Culture verse Diplomatic Capital
If Virtues were too good there was a large risk that Culture would end up being too strong compared to Diplomatic Capital. Virtues could end up providing more Affinity points and better empire wide bonuses for less yield.
Here are the costs for the first 10 Traits and Virtues. While the Trait costs are accurate, the Virtues are assuming one city. In practice the cost for Virtues is likely to be higher than this because of the extra 10% cost per city, but the cost could also be lower from various effects that provide a discount for Virtues.
20, 24, 36, 56, 84, 120, 164, 216, 276, 344 (sum: 1340)
150, 165, 185, 210, 250, 290, 345, 405, 470, 550 (sum: 3020)
From this we can see that it takes 1250 Diplomatic Capital to get 6 Traits. If these Traits were equally distrusted between the three categories the player would have 3 empire wide bonuses and 3 tasks available that would provide Affinity points. Or if the player focused on two categories they would have 6 empire wide bonuses and 2 tasks available.
If that 1250 Diplomatic Capital had been Culture instead the player would have 9 Virtues. Assuming all Virtues were in the same column the player would have 9 empire wide bonuses, 2 Global Health sources from the synergy bonuses and 3*9-> 27 Affinity points.

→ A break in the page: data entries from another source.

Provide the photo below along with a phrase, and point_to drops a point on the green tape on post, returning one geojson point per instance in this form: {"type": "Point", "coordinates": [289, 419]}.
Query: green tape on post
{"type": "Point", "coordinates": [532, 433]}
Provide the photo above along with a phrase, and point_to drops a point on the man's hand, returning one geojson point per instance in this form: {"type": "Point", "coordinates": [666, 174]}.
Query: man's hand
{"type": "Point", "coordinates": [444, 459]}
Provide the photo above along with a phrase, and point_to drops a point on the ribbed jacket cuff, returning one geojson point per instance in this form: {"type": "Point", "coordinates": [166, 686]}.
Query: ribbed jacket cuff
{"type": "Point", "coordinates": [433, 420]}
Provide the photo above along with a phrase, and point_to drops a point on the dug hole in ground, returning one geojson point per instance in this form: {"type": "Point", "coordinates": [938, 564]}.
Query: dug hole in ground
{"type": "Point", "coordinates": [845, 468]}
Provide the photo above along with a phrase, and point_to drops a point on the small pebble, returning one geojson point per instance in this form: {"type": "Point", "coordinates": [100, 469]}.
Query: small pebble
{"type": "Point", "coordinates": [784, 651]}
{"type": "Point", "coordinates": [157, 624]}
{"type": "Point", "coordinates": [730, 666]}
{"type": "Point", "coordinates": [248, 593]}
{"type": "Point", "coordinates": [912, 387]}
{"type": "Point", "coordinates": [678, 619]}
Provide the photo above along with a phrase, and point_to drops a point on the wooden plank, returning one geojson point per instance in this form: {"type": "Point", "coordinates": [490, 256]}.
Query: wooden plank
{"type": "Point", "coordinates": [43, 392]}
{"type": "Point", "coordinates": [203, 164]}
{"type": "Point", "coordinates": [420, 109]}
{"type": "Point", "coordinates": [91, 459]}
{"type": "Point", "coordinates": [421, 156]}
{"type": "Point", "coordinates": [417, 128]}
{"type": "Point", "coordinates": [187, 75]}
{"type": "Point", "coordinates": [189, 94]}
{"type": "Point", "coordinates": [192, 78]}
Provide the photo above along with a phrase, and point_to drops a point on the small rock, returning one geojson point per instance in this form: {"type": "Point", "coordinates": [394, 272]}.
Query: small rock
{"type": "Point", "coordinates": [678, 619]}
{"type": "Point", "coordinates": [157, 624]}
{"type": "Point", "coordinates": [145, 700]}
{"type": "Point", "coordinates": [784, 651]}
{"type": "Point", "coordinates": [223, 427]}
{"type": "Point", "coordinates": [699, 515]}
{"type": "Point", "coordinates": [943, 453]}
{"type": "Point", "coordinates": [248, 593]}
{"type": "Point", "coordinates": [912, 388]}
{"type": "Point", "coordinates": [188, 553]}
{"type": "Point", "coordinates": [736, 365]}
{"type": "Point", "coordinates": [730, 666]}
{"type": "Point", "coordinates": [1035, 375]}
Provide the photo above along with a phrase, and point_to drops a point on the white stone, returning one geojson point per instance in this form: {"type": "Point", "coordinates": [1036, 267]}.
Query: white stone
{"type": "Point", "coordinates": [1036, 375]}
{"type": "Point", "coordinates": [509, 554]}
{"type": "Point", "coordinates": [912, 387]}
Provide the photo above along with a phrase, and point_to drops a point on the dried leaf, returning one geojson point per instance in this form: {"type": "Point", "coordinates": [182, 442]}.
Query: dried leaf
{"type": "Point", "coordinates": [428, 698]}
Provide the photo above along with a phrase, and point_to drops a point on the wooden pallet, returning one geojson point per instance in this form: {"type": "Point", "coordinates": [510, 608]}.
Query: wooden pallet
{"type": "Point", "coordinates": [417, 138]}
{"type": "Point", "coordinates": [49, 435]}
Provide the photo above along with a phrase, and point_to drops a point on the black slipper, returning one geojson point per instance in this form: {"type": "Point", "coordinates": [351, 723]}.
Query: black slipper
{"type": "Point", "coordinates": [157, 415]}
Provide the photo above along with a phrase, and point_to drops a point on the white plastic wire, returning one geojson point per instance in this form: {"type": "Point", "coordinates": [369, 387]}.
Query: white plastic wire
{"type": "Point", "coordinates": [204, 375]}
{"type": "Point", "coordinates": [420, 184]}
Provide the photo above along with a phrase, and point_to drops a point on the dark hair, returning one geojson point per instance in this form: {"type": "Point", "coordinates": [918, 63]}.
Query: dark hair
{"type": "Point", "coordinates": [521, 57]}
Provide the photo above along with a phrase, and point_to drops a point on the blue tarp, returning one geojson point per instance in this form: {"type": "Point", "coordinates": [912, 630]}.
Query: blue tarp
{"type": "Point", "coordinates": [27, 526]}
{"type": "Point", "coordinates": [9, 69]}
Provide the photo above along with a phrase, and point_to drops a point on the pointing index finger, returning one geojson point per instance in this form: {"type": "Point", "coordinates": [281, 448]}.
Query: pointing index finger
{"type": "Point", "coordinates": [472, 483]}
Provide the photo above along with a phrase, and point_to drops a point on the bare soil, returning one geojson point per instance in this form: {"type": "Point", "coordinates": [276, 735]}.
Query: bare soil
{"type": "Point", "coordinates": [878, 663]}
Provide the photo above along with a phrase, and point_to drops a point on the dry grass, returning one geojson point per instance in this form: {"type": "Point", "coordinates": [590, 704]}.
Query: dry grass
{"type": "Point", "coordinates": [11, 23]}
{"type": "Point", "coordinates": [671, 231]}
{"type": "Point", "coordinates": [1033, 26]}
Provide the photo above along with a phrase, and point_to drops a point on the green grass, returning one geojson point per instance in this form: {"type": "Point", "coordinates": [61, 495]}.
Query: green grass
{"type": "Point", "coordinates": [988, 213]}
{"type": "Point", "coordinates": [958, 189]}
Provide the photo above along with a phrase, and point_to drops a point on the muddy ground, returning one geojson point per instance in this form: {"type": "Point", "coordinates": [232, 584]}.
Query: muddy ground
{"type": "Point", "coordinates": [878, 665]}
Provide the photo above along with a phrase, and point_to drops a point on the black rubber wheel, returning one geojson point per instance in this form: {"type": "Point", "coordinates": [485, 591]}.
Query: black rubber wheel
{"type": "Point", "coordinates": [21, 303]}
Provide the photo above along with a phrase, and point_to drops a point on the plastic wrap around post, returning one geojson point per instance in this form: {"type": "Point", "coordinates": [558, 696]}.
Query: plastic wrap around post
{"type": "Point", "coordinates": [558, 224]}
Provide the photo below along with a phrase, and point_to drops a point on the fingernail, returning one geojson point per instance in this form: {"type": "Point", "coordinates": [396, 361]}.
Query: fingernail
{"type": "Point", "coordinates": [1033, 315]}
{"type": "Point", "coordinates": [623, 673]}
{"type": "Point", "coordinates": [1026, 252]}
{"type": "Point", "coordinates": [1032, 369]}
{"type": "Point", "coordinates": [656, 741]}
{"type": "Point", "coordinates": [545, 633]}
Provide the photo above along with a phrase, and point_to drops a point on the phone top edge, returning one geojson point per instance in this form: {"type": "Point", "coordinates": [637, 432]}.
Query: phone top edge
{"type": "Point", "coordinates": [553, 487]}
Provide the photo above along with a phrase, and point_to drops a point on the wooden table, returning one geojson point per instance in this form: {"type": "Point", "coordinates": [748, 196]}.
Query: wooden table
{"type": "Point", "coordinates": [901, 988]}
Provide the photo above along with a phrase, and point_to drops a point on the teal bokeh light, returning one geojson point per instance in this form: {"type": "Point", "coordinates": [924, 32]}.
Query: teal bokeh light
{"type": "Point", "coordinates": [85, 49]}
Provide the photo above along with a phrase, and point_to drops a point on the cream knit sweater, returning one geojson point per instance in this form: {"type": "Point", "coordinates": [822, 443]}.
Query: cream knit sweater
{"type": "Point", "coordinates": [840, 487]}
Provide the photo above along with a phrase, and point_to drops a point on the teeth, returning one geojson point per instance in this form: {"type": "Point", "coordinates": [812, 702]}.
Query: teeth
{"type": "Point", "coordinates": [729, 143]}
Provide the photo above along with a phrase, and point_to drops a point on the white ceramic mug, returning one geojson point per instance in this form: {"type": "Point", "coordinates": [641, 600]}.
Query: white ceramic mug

For the Traits to be in the same ballpark as the Virtues the player needs to complete 5 Affinity providing tasks and each bonus from the Traits needs to be twice as strong as the bonus from the Virtues. Given how much Global Health the synergies provide that is a tall order.
Supply Side Balancing
A player can’t directly convert 1250 Diplomatic Capital into Culture. Part of the balance between Traits and Virtues is determined by the fact it is easier to generate Diplomatic Capital than it is to generate Culture. All Wonders provides Diplomatic Capital but not Culture. Every Specialist provides Diplomatic Capital but only Artists provide Culture. There are more sources of Diplomatic Capital in Virtues than sources of Culture in Traits.
Appearance verse Practice
The best designs are ones that look overpowered but are in fact fair. Virtues have the unfortunate distinction of being the opposite. They look weak but are deceptively powerful. Between their low cost, easy Affinity points and potential for synergies they can outshine Diplomatic Traits. Their current form may be unsatisfying but necessity forced them into their current form.